Novice vs. Expert
By Moshe Katz


Novice vs. Expert

I love watching martial arts training videos, whether it is Krav Maga, Jujitsu or any style; everything looks so perfect. But then when you try it out, on a non-complying partner, does not always work so well. When we try techniques at Itay's gym we go full force. My friend Mark Hatmaker has the same approach; he calls it 'the pain laboratory'.

It is the same thing when you come into a school for the first time, or attend a seminar, it always looks great and the instructor can apparently make it work. Sometimes he can even make it work on a non-cooperative participant. But there is a problem. 

Even if the instructor can make it work does not mean that this is the best technique for you, or even a good technique, or even an acceptable technique. Why? I will tell you way, glad you asked, because he is an expert at this technique. He has done it thousands of times; he is great at this particular technique. Even if we assume he can make it work in a real situation, which is a false assumption in a great many cases, there is still a problem. You the student are not going to devote your life to the martial arts. Perhaps you just have a few weeks to train. Certainly it is unlikely that you will make a career out of it and have the time to do each techniques as many times as that instructor.  

So then the question is; with your limited time, can you the practitioner make this technique work for you in a real life violent situation? Is the technique simple enough, and easy enough to learn so that you can trust it? Can you really count on this technique when the odds are against you?

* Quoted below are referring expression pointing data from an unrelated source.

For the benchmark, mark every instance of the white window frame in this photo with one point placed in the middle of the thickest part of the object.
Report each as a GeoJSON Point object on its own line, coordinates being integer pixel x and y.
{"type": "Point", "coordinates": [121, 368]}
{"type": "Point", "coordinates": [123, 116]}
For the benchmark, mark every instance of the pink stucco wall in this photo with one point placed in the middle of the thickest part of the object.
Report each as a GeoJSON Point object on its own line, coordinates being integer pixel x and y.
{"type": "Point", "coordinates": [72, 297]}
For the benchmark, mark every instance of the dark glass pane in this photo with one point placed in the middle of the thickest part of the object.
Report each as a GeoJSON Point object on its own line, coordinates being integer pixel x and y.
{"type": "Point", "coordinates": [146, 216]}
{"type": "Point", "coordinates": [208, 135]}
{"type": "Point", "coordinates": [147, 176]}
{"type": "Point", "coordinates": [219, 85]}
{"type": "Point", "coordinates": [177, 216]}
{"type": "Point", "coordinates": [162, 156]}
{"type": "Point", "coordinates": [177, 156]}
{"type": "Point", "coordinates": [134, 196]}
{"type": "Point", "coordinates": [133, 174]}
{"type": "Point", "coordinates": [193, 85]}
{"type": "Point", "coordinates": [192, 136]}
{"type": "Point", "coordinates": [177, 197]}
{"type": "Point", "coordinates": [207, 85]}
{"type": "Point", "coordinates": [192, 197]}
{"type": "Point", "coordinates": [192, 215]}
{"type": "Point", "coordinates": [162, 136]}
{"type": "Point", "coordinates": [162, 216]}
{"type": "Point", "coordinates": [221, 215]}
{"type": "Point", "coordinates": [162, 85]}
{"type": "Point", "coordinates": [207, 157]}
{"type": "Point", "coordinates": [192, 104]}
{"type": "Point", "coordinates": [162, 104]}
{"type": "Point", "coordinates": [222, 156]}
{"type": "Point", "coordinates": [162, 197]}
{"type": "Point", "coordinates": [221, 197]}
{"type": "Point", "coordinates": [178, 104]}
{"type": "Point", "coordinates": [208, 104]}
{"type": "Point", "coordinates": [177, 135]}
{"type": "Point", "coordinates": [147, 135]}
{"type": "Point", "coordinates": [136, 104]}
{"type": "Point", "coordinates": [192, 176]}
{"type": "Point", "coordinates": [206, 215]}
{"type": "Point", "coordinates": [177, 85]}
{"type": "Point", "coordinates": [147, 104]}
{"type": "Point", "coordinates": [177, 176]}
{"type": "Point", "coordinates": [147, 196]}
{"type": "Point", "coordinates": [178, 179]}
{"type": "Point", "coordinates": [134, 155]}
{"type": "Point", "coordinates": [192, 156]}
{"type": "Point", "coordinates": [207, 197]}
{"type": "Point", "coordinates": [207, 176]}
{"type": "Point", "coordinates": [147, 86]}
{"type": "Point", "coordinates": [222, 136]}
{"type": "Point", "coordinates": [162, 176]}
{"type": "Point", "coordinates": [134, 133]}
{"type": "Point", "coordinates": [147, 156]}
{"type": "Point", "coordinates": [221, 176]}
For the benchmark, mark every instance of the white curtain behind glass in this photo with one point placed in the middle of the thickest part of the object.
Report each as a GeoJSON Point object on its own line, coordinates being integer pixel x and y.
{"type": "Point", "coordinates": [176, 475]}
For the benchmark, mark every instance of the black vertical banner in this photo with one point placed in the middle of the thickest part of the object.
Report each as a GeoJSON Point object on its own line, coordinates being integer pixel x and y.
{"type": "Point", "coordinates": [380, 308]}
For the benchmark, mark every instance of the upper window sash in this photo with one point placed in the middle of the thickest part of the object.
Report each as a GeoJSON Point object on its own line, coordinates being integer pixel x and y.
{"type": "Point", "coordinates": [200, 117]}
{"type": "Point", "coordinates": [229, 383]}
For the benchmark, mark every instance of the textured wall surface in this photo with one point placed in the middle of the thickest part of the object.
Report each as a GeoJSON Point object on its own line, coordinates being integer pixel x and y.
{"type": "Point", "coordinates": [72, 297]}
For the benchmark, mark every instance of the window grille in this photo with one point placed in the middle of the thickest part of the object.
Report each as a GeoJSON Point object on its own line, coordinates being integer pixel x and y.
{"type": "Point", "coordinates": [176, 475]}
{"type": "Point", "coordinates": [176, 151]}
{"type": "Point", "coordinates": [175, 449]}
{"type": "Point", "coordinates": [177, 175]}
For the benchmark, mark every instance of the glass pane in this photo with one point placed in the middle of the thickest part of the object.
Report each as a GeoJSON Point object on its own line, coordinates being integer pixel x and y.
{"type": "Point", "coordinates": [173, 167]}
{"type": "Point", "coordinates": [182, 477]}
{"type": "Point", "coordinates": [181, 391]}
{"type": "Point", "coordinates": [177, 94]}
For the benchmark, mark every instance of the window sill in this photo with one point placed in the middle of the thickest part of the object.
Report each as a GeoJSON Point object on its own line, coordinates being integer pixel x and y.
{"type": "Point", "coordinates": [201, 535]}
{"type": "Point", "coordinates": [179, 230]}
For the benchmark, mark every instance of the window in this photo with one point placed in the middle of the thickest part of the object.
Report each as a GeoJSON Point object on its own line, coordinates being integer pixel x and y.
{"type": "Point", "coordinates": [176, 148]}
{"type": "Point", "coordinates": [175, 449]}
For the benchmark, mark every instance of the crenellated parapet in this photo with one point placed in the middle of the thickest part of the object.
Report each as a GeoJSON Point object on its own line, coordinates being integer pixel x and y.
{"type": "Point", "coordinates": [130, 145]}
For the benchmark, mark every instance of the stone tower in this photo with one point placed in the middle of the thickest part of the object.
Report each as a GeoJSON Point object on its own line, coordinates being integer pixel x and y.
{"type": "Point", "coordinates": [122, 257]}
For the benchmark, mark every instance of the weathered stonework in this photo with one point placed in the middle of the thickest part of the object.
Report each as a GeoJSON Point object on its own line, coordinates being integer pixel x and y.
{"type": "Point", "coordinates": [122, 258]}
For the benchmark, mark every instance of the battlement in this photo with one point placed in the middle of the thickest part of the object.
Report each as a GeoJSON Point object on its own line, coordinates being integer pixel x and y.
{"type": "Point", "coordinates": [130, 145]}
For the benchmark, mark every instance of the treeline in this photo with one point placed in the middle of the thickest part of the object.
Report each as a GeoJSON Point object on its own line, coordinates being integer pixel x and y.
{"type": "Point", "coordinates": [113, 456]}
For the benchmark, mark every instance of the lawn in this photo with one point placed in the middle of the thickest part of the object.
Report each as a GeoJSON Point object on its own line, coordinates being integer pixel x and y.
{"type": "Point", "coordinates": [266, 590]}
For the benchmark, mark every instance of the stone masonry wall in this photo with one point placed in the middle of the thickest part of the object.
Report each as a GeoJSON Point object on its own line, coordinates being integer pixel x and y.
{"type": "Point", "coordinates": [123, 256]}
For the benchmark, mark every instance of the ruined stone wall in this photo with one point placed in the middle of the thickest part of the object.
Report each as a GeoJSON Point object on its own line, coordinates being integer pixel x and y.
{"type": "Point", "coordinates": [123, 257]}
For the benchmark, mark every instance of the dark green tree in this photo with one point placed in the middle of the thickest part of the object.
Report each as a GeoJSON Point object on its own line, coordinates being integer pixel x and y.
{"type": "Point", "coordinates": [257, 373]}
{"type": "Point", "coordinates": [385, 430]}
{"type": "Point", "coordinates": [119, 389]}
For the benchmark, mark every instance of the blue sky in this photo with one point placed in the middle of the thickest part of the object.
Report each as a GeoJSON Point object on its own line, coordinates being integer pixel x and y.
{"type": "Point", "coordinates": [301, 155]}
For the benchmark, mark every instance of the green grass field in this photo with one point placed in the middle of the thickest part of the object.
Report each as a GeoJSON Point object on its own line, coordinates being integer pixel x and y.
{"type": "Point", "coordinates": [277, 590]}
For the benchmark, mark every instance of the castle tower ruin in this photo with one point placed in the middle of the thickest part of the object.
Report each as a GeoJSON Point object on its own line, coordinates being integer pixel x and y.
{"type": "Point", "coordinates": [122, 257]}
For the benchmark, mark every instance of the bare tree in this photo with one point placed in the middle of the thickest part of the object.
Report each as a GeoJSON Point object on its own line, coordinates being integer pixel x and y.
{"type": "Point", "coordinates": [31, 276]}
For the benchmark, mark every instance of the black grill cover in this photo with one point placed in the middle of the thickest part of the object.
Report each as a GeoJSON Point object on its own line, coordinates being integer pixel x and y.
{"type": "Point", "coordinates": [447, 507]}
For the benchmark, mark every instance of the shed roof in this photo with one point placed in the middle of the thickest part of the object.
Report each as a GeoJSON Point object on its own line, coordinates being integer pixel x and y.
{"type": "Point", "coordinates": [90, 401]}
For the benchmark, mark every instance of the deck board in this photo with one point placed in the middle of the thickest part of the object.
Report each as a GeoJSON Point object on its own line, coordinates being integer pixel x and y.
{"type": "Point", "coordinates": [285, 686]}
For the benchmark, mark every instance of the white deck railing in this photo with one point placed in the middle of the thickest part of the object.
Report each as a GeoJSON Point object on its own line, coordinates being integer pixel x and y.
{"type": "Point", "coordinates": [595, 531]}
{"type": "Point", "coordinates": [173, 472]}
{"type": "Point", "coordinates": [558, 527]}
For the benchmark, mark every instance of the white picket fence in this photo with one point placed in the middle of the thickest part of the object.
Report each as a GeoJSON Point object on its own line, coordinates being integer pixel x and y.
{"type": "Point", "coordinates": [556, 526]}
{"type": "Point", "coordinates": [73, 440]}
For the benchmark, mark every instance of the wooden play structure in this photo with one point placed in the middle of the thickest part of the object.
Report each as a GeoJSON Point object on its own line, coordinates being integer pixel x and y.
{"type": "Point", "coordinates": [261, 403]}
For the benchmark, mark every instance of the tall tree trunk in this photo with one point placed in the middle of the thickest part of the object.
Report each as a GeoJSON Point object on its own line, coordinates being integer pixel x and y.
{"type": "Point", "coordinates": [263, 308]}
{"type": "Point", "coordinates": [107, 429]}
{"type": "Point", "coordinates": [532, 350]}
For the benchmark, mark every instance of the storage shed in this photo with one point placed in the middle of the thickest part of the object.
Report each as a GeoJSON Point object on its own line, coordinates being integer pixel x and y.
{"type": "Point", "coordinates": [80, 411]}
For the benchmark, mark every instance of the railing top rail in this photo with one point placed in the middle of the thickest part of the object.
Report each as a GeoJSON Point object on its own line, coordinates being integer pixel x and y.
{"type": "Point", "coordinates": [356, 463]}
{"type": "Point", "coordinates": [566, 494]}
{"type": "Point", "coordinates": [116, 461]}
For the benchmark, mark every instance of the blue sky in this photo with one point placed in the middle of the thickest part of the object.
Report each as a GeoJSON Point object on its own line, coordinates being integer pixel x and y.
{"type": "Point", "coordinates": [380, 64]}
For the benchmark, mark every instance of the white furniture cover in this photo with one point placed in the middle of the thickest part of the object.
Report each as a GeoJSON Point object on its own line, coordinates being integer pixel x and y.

The fact that a full-time martial artist can make this work is no guarantee that it will work for you, the beginner, the novice, the non-professional athlete. Now here is another issue I have; the instructor projects such confidence on his DVD or at his seminar that you are sort of captivated and entranced by his power and his magnetism. He believes, so you believe, it becomes a matter of faith.  You walk away believing that this is a great technique.  You have taken on religious faith and you do not question. This is bad. This is dangerous. This is life threatening.

When I teach Krav Maga classes or seminars, I always ask the participants, "So, does this make sense to you? Now try it out." I want you to be convinced that it works by virtue of your own experience, not based on my word. Trust me that it is worth learning, trust me and my experience that it is worth devoting some time to, but only trust yourself that it can actually work. 

The success of your technique will come from the confidence you imbue it with, that confidence can only come from your own experience.